Film & TV

Italian Film Festival: The Vice of Hope

Still from The Vice of Hope

A gut-wrenching portrait of the life a young woman, caught up in the Camorra’s child-trafficking business just outside Naples.

Two year’s ago Edoardo De Angelis’s Indivisible was one of the hits of the Italian Film Festival. This year he returns with his new feature, The Vice of Hope.

Set in the same uber-depressed area around Naples that was the backdrop for Indivisible, it tells the story of Maria, a young woman working for the Camorra. Ferrying pregnant women up the river so that their babies can be sold, Maria is as much a victim as the women she transports. When her circumstances change, she starts to question what she is doing, and to push back against her Aunty’s declaration that “hope is a vice”.

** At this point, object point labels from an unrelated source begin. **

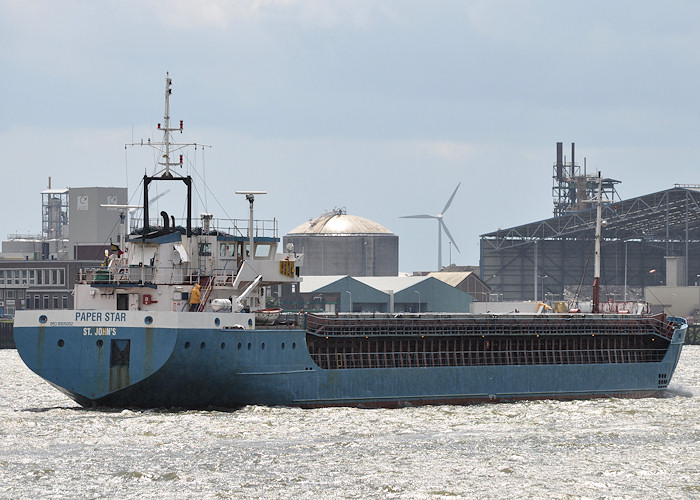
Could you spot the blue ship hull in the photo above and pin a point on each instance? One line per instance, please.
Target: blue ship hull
(172, 361)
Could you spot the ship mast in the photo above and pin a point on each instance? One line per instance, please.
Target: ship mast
(166, 161)
(596, 272)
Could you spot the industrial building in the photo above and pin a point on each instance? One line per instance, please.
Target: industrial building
(386, 294)
(647, 241)
(39, 271)
(336, 243)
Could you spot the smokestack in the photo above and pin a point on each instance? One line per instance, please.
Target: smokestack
(560, 162)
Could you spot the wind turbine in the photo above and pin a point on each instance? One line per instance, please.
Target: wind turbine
(441, 225)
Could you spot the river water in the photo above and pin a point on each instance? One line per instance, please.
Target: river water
(649, 448)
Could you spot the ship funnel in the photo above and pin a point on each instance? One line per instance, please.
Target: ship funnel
(166, 221)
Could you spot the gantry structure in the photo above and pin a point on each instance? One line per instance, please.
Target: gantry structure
(540, 260)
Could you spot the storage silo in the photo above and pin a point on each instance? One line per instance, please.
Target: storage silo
(336, 243)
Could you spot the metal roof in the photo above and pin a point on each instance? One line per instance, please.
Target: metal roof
(670, 215)
(453, 278)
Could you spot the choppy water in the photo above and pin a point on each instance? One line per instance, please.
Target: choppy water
(649, 448)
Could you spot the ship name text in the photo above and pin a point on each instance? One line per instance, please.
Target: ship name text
(100, 330)
(100, 316)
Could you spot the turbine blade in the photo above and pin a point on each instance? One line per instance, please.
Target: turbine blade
(447, 232)
(449, 202)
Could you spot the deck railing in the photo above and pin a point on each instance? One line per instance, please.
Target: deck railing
(452, 324)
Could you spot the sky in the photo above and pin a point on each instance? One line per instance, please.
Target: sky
(378, 107)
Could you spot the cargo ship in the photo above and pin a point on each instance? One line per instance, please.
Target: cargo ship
(170, 321)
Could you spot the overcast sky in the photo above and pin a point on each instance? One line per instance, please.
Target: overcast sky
(380, 107)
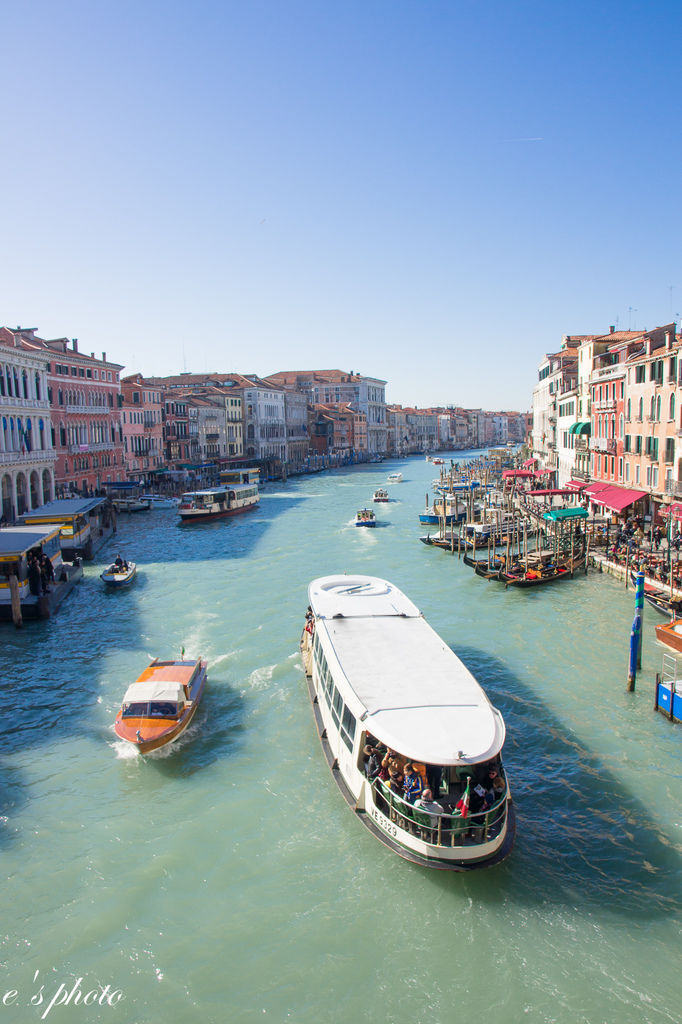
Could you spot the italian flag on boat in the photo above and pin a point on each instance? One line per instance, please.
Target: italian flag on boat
(463, 803)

Pina Turco is simply breathtaking as Maria, with great supporting performances from Massimiliano Rossi, Cristina Donadio and incredible young newcomer, Nancy Colarusso.

Umberto Contarello, best known for Loro, co-writes the screenplay. Ferran Paredes once again teams with De Angelis as cinematographer, delivering the sublime and the degraded with equal beauty and intensity.

Although grittier than Indivisible, this work still embraces some aspects of the folk-tale, both in imagery and narrative. It has starkness, detail, depth and rhythm. It is a brilliant piece of film-making.

The Vice of Hope plays as part of the Lavazza Italian Film Festival, running until October 23rd at PalaceNova Eastend and Prospect.